Bilhassa medyadaki dezenformasyona değinen Altun, sağlıklı ve yanlışsız haber almak için çalışmalara başladıklarını belirtti. Altun, “Bugün burada yeni çerçevede Türk Haber Ajansları Birliği’nin kuruluşu noktasında bir karar aldık ve birinci toplantının da tekrar İstanbul’da gerçekleşmesi tarafında bir karar aldık. İnşallah bu birliği önümüzdeki ay itibariyle hayata geçireceğiz. Dezenformasyonla gayret için ortak biçimde işleteceğimiz düzenekleri neler olabilir, atacağımız adımlar neler olabilir bunların müzakeresi ve planlamasını tekrar burada ele aldık. Biz Türkiye olarak maalesef dezenformasyonun ve dijital faşizmin despot uygulamalarına ziyadesiyle maruz kalan bir ülkeyiz. Hatta, global dezenformasyon sorununa en fazla maruz kalan ülkelerin başında geliyoruz diyebiliriz. Elbette bu birebir vakitte bizim dezenformasyonla uğraş noktasında ulusal ve milletlerarası medyanın yanı sıra toplumsal medyada da değerli bir muktesebat geliştirmemizi, kıymetli bir direnç kapasitesi geliştirmemizi bir manada yol haritası ortaya koymamızı da beraberinde getirdi” dedi.
Fahrettin Altun, toplumsal medyada prestij suikasti yaşandığını bunun önüne geçmek için gerekli çalışmaların yapılacağını kaydetti.
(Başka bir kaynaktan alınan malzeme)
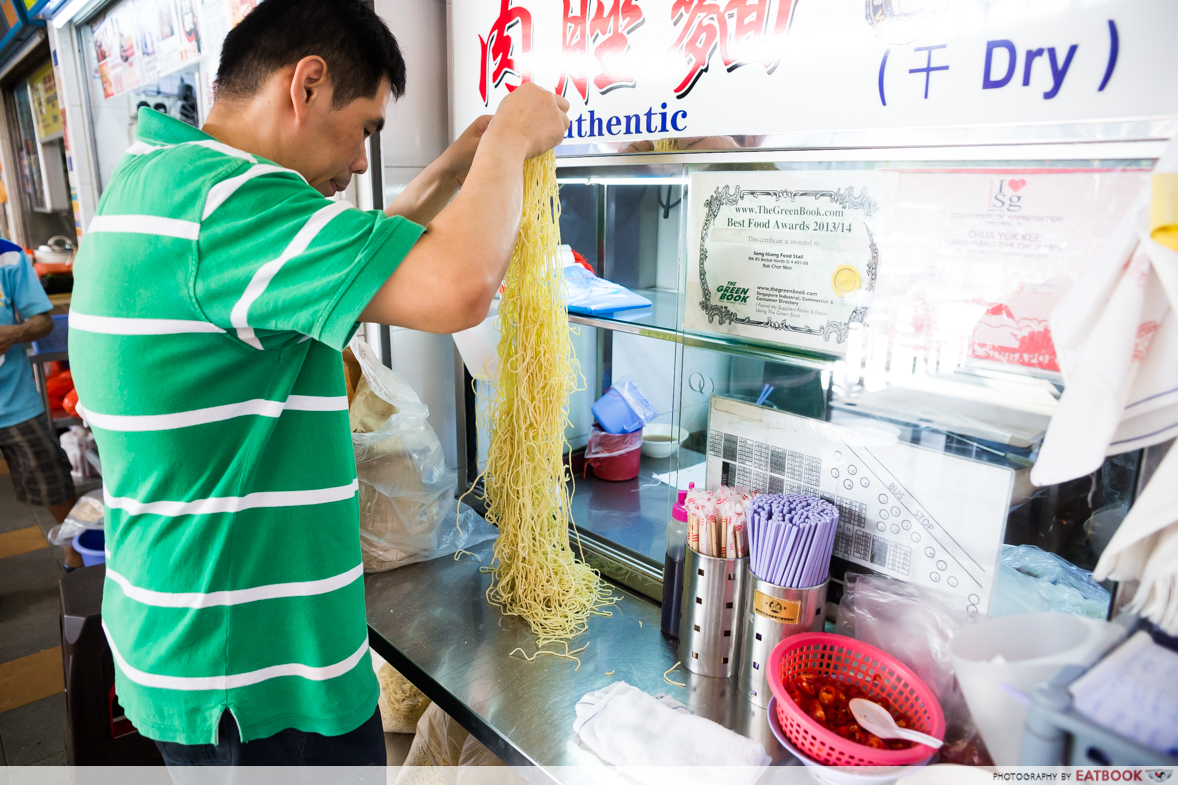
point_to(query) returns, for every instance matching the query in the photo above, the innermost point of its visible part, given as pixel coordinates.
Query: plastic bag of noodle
(406, 494)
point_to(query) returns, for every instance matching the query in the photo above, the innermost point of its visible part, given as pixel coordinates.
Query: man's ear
(310, 86)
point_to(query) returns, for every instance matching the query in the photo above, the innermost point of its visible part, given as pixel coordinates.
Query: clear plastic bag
(75, 442)
(401, 704)
(406, 494)
(602, 444)
(1031, 580)
(628, 389)
(915, 625)
(87, 514)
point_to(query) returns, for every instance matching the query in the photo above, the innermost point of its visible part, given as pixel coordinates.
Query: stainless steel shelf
(432, 622)
(661, 322)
Altun, “Bulunduğumuz her yerde Türk varlığına kasteden ataklara, bizi yok saymaya çalışan küstahça teşebbüslere maruz kaldık, kalıyoruz. Her birimiz farklı boyut ve ölçekte bu tehditleri yaşadık, yaşıyoruz. İçinden geçtiğimiz post-truth, yani hakikat ötesi periyotta, dezenformasyon da bu mütecavizlikler için çok sık kullanılan bir sistematik araç haline geldi. Dezenformasyon bugün ülkelerimizin ve Türk dünyasının bütünlüğünü gaye alan bir ulusal güvenlik sorunudur. Hasebiyle dezenformasyonla uğraş için güç birliği yaparak aktif uygulamaları ve proaktif adımları hayata geçirmemiz son derece hayatidir. Bir avuç medya şirketinin kendini bireylerden ve devletlerden üstün gören uygulamalarla sergiledikleri despotluğa ve tahakküme itiraz etmeliyiz. Bununla da kalmayıp, bilhassa dijital mecralarda tüm insanlığın yararına hizmet edecek özgün model ve uygulamalar geliştirmeliyiz. Yeni teknolojiler ve dijitalleşmenin getirdiği imkanlarla yaşanan büyük ve süratli dönüşüm içinde, sabitemiz elbette her vakit ve yalnızca hakikat olmalıdır. Zira unutmayalım ki değişmeyen tek şey hakikattir ve biz her vakit olduğu üzere, hakikate sahip çıkmaya devam edeceğiz. Bu hakikat arayışını yankı odalarında boğmayı hedefleyenlerin karşısında duracağız. Vatandaşlarımızı ve ülkemizi olduğu kadar, siber vatanımızı da gereken her türlü usul ve araçla savunacağız” tabirlerini kullandı.